Blood Sisters(5)



Right now, the first thing Kitty saw of her visitor was a pair of brown shoes. They had little holes in them. Like a pattern. When you had to sit all the time, you always saw the low things first. Then you went upwards. Grey trousers. Pink and white shirt. Navy blue jacket. Silver buttons. Round, flabby face. A mouth that smiled. Eyes that didn’t.

‘Hello, Kitty. I’m sorry it’s been so long. But you do remember me, don’t you?’

Kitty’s good arm began to beat on the side of the chair. Her head knocked forward on her chest. She could taste froth on her lips.

‘Don’t spit at me,’ spluttered Bossy Supervisor.

‘GET ME OUT OF HERE.’

Suddenly the chair swivelled round. They were speeding out of the office. Along the corridor. Straight Fringe was helping her escape!

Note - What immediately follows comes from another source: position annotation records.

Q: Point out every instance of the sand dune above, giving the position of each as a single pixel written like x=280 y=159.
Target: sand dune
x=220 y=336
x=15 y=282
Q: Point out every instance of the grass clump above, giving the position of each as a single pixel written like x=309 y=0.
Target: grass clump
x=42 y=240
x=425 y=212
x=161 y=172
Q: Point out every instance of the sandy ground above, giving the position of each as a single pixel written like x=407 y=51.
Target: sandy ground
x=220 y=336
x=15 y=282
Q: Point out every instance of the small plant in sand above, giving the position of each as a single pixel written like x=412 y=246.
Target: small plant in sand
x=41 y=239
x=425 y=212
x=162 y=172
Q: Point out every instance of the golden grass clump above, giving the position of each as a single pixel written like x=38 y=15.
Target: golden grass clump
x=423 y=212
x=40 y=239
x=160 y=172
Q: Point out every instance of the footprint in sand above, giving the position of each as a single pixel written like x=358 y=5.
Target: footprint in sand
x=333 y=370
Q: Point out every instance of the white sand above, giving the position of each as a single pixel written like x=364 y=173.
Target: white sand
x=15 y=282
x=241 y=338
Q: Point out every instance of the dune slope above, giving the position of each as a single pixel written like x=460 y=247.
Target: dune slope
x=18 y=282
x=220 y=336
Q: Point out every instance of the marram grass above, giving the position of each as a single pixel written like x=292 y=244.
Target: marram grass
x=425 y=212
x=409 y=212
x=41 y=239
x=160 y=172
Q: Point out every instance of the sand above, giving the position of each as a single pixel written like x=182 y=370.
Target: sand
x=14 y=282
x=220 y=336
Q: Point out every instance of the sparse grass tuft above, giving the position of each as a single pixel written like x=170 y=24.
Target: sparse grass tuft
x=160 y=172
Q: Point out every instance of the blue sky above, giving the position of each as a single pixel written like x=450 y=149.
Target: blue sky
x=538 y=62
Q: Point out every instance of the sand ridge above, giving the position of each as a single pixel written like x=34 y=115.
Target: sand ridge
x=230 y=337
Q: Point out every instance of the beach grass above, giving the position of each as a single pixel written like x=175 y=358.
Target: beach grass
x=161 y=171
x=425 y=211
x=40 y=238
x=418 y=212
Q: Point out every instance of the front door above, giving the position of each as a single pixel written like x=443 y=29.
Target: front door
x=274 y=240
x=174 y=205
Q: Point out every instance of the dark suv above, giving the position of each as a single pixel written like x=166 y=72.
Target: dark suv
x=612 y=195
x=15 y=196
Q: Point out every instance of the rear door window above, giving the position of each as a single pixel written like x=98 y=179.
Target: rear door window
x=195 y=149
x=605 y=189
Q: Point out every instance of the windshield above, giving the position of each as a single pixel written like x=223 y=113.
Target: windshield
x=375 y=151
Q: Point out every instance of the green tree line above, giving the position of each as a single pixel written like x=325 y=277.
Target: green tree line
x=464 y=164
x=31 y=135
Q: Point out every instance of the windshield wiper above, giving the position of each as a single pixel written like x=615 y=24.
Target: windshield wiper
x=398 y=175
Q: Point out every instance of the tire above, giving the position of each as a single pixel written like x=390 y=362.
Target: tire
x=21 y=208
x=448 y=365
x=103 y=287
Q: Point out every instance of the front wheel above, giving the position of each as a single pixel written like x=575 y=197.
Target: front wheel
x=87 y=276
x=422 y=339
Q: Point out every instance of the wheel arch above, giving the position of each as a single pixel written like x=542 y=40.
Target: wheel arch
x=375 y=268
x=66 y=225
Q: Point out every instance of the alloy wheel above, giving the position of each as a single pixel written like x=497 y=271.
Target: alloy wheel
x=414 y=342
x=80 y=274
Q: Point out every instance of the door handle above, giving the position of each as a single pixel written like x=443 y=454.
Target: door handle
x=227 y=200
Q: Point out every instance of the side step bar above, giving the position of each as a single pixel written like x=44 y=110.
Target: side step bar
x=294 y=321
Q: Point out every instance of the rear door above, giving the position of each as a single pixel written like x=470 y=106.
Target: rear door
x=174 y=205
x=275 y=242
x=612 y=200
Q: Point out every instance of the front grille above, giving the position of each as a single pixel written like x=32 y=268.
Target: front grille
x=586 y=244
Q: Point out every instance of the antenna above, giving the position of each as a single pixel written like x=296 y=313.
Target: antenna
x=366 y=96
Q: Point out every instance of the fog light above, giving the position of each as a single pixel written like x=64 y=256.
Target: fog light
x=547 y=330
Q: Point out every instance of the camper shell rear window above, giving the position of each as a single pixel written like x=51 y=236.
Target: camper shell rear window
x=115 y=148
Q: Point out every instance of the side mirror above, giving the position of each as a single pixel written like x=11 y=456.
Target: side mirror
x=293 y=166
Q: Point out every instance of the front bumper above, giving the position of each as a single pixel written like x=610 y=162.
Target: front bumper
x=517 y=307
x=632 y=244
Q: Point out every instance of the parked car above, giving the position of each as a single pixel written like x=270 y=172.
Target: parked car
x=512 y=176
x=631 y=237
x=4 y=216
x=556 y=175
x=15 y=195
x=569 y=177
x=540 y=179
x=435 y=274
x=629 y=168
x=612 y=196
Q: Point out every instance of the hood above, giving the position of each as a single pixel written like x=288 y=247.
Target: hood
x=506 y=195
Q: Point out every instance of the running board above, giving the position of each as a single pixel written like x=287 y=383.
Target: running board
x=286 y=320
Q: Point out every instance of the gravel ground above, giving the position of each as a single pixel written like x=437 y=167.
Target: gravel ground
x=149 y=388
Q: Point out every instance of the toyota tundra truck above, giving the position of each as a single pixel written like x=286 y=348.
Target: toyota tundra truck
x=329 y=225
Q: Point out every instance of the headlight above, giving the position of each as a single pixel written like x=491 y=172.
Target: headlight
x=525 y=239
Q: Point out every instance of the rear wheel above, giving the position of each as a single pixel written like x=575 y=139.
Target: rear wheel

Just for a minute, Kitty was running. Or maybe she was actually cycling. No. Riding a horse. All these images flashed across her mind, one after the other as if she was trying them out for size.

And then they stopped.





3


September 2016


Alison


‘So, why exactly do you want to work in a prison?’ asks the man with metallic glasses. He’s lean and thin with rodent-like features, a sceptical look about his face and black eyebrows which rise and fall as he speaks. Seems a bit small and wiry for a prison governor to me, but then again, he’s the first one I’ve met.

Why do I want to work in a prison? Simple. I don’t. This place terrifies me. Has done from the minute I stopped the car at the security gates this morning to give my name and purpose. ‘Alison Baker. Interview with the governor.’

But, of course, I can’t tell my interviewer the truth. ‘I feel I can contribute something,’ I hear myself say. How lame does that sound?

The right eyebrow rises, leaving the left behind. The effect is so disconcerting that I almost miss what he says next. ‘So do most artists. But why, Miss Baker, should we pick you instead of the many other applicants whom we are seeing this week?’

Why, indeed? Because, if it hadn’t been for my art, I might have died too after the accident. Before that sunny July morning, I had been what my teachers called ‘an academic’. I could have done anything I wanted – or so they said. Alison, the bright sister. Good at maths and English, though the two aren’t always easy bedfellows. Almost fluent in French. A natural scientist.

Art had always been my sister’s forte. The subject for those who ‘weren’t so capable’ at traditional subjects. A waste of time for academics like me. At least, that’s how my school had seen it when I’d declared my intention to go to art school instead of university.

My mind goes back to the weeks after the accident and the funeral when my mother and I had to sort out my sister’s things. On impulse, I’d opened her paint box and taken out the tube marked TURQUOISE. Her favourite colour. My hand had picked up her paintbrush. It seemed to flow naturally across the page, as though she were guiding it. ‘I didn’t realize you could paint too,’ Mum had whispered. Neither had I.

But this was my secret. Not something I could share with a stranger. And certainly not a prison governor.

‘I’ve had experience in various unusual artistic mediums,’ I say instead. ‘Like stained glass.’

‘We have to avoid dangerous materials.’ This comment comes from the other man in the room. One of the prison psychologists, according to his introduction. I only hope he can’t read my mind. ‘I have to emphasize that many of our offenders have had severe mental problems. Some are psychopathic, although their behaviour is under control with medication. None are considered to be high-risk any longer, which is why they are in an open prison. But we still have to be careful. Workshops using glass would be out of the question.’

‘I am also a specialist in watercolours,’ I continue. My hands are beginning to sweat. The walls are closing in on me. Did he feel that way when they first took him in? I hope so.

‘Can you do portraits?’

‘Yes,’ I say, without adding that, actually, I don’t care for them. You have to get into someone’s soul to make it really work. And I definitely don’t want to go there.

‘From a therapeutic point of view, we believe that portraits can help people take another look at themselves,’ the psychologist says in a gentler voice. ‘It’s one of the reasons we want an artist in residence.’

I had wondered. Why should someone who’s committed a crime be treated to art lessons? Surely prisoners ought to do something deeply unpleasant while serving time.

Perhaps the governor can see the doubt on my face. ‘Increasing self-confidence can lower the risk of reoffending.’ His words carry a challenging edge, as if defending the strategy.

‘I can understand that.’ My voice doesn’t sound as though it’s lying. But then again, I’ve had practice. As I speak, a burst of sunlight suddenly streams in through the window like a dusty rainbow. For a few seconds I am blinded. Then it disappears and the room goes darker.

‘Would you like to ask any questions, Miss Baker?’

I clear my throat nervously. ‘Would I hold my art sessions in the huts outside?’

‘Only in the Education section. The other cabins are for admin. And some are where the men live.’